A little over 20 years ago my good friend Mark Burnett was the youth director at First UMC, and he occasionally asked me to help take the kids to the beach or to Magic Mountain during the summer. In 1995 he invited me to become a Senior High youth counselor, joining Ben and Karen Ing. I was noncommittal but enjoyed coming on occasion. After a few weeks Mark asked me to make a more sincere commitment, noting that it was important for the youth to know that I would be there consistently.

And so the adventure began.
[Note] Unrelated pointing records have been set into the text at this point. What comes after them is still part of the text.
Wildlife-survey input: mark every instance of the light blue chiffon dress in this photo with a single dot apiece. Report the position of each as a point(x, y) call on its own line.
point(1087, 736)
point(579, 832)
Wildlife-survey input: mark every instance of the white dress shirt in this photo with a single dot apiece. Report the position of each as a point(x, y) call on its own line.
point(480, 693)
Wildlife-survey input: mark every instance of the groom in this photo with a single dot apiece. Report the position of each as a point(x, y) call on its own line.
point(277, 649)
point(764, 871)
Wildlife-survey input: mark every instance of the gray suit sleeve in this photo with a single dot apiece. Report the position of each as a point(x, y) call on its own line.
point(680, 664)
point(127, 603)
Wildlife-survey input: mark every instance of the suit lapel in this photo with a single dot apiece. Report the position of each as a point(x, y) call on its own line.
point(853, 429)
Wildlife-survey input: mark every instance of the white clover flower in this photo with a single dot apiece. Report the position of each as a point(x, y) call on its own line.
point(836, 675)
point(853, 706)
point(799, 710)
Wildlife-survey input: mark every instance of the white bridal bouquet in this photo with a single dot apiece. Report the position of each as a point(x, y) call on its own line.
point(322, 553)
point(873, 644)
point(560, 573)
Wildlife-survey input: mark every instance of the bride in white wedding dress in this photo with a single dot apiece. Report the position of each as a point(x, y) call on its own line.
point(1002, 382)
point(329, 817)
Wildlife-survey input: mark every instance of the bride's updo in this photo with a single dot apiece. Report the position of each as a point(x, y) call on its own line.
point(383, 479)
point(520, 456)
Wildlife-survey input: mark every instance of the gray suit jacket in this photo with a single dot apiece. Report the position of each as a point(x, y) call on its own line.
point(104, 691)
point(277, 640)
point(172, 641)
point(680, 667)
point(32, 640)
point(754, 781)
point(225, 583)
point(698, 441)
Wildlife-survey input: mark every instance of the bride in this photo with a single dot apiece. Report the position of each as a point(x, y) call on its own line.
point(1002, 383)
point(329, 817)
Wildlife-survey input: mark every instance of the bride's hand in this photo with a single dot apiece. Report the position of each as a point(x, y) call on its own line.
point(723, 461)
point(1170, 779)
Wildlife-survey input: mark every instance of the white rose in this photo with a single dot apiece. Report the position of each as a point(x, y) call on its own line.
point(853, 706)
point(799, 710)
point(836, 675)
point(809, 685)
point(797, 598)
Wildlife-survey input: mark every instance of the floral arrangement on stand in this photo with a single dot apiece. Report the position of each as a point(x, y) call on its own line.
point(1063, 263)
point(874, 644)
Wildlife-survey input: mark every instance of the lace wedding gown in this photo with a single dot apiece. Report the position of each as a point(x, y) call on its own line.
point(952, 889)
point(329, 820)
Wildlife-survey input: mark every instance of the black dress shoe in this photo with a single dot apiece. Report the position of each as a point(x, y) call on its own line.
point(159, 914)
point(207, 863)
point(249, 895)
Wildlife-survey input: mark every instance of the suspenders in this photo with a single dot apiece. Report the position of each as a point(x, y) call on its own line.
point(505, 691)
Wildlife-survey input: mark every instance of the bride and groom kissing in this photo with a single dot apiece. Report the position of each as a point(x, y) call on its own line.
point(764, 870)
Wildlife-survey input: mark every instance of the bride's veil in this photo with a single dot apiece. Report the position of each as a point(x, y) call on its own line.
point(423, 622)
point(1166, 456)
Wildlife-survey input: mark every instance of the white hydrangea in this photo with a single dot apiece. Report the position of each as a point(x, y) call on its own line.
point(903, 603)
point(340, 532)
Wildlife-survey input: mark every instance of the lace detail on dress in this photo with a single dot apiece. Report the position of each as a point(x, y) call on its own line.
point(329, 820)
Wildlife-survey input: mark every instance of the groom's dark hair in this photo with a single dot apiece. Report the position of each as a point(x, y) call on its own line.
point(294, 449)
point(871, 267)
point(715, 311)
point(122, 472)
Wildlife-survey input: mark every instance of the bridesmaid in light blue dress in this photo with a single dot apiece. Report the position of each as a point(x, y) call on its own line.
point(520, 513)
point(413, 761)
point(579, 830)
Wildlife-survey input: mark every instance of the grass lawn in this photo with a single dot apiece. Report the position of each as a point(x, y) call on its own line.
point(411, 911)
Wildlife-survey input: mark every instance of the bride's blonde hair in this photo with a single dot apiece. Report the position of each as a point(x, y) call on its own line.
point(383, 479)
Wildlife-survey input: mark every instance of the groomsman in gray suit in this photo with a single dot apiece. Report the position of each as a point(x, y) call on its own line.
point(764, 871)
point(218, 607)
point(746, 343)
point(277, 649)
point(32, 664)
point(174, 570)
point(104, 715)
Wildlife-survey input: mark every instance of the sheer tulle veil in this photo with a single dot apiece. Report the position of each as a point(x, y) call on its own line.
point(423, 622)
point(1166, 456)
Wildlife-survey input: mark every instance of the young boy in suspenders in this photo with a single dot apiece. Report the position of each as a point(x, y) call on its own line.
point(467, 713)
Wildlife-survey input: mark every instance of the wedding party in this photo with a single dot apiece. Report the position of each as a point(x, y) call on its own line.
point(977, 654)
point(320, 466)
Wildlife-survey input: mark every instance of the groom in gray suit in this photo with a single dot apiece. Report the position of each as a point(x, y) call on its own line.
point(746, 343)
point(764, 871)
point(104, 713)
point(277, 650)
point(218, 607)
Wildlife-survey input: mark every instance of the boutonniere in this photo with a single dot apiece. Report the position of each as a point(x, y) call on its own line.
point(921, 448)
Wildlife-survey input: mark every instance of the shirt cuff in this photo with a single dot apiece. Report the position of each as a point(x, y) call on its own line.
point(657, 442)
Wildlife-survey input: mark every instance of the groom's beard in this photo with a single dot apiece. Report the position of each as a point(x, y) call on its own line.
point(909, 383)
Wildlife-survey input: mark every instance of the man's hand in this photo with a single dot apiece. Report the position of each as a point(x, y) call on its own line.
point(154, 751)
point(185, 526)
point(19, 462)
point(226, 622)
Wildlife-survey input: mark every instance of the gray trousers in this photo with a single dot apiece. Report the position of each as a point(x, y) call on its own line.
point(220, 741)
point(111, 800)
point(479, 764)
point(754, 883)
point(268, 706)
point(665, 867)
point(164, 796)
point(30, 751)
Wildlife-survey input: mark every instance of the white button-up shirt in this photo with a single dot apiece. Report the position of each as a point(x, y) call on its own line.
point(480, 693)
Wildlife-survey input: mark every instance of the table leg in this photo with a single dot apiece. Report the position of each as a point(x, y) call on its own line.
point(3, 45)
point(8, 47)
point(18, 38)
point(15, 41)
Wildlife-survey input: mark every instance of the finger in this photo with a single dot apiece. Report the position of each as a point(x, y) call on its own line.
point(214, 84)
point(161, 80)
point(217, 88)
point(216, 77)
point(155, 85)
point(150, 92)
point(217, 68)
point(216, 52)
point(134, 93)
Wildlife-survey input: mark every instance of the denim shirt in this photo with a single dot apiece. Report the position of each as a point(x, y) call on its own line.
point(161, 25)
I never imagined that I would still be a counselor 20 years later, but at the end of each year I knew I was eager to begin the next, to reunite with the continuing youth and to meet new ones.

Over the past 20 years I have had a myriad of experiences, and developed countless relationships with youth and with their parents and other counselors. I recall trips to miniature golf, broom hockey overnighters, snatch breakfasts, midnight hikes to Inspiration Point and photo sessions at the Camp Colby waterfall. I remember sacred songs in our chapel and intense discussions about our Christianity and many other topics. I remember fundraising drives, and eight weeklong service project trips, and many candlelit devotionals that I wished would never end. And I remember so many unique individuals, whom I impacted in some way and each of whom in turn had a tremendous impact on me.

My primary goal has always been, as our YMC Mission Statement says, to help youth “gain tools to help them explore and grow in their faith.” I want them to know God’s presence as I feel it, and to be able to intelligently choose their own path in this amazingly complex universe. But most of all, I want them to know that there are people who care about them, personally, enough to share in their joys, their sorrows, and who want them to understand what is important in life.

To quote and to paraphrase my old scoutmaster: Time has an alchemy all its own. It transmutes glum defeats into joyous victories with the passing of years. My own twenty years have been nerve-wracking and scar-producing and sweaty. They have been sprinkled with unruly kids and upset parents and emergencies, and programs that didn’t work and more and more to plan. I think I’ll do twenty more.